Tuesday, February 14, 2006

Whither Wal-Mart?

An astute reader left an insightful comment about the Wal-Mart project:
My concern about the whole thing is if and when Wal-Mart moves, what happens to the gargatuan building they will leave behind? What is left will be yet another empty big box building to go along with the Dominicks at Otter Creek.
This is a good point. Instead of just going along or accepting minor concessions--or even imagined concessions--from Wal-Mart, the city might use the controversy to exact material concessions that address this issue and the general issue of vacant "big box" stores. They might demand, for example, that before it breaks ground on the new site, Wal-Mart must have a contract in hand for the redevelopment of the old site by a reputable retailer. And I still think they should demand market studies for other sites in the city. In any case, it would be reassuring if the city adhered to an informal policy of 1) not constructing any new "big box" stores if vacant ones exist, and 2) not building on agricultural land when infill opportunities exist.

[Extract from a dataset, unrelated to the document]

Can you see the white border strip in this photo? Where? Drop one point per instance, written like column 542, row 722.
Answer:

I had mistakenly said that the city stood to lose a total of $14M in tax revenues over 10 years. I had forgotten that the figure they reported didn't represent a figure for a net gain in taxes; it didn't take account of the loss in tax revenue from the to-be-closed Wal-Mart. The actual figure should be somewhat less than half what I reported, a relatively small figure in comparison to the $20+ million per year Grand Victoria contributes to Elgin's treasury, and not much more than the cost of building the latrines etc. in Festival Park.

Though Robert Gilliam seems to have decided which way he's going to go, there's enough controversy that another motion to table would be warranted until a broader consensus in the community can be reached.

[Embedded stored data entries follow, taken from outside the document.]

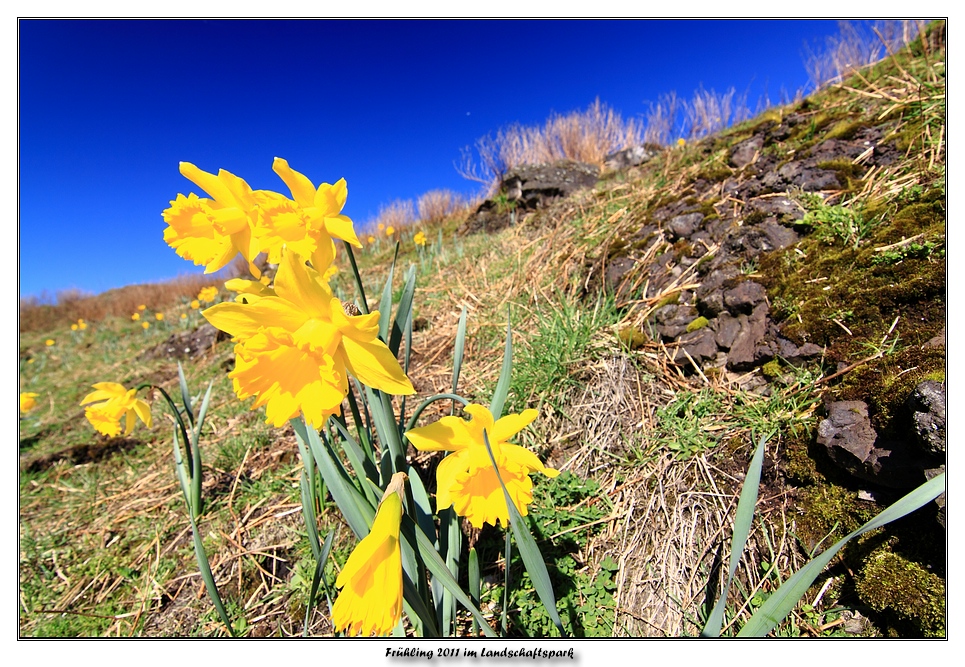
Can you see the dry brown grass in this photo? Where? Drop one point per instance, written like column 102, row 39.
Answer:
column 436, row 206
column 584, row 136
column 43, row 313
column 856, row 46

On the imagined concession I mentioned in the first paragraph (from the Courier):
Councilman Thomas Sandor said that while Gilliam is "wise" to be concerned about development of the outlying lots, the council need not ask Wal-Mart to agree to restrictions in order to control what kinds of businesses locate there. Instead, council members could simply turn down proposed stores if they wished, he said.

"Outlot restrictions, although helpful, are something we already have the ability to regulate," he said, adding that he has no doubt the company will agree to Gilliam's request.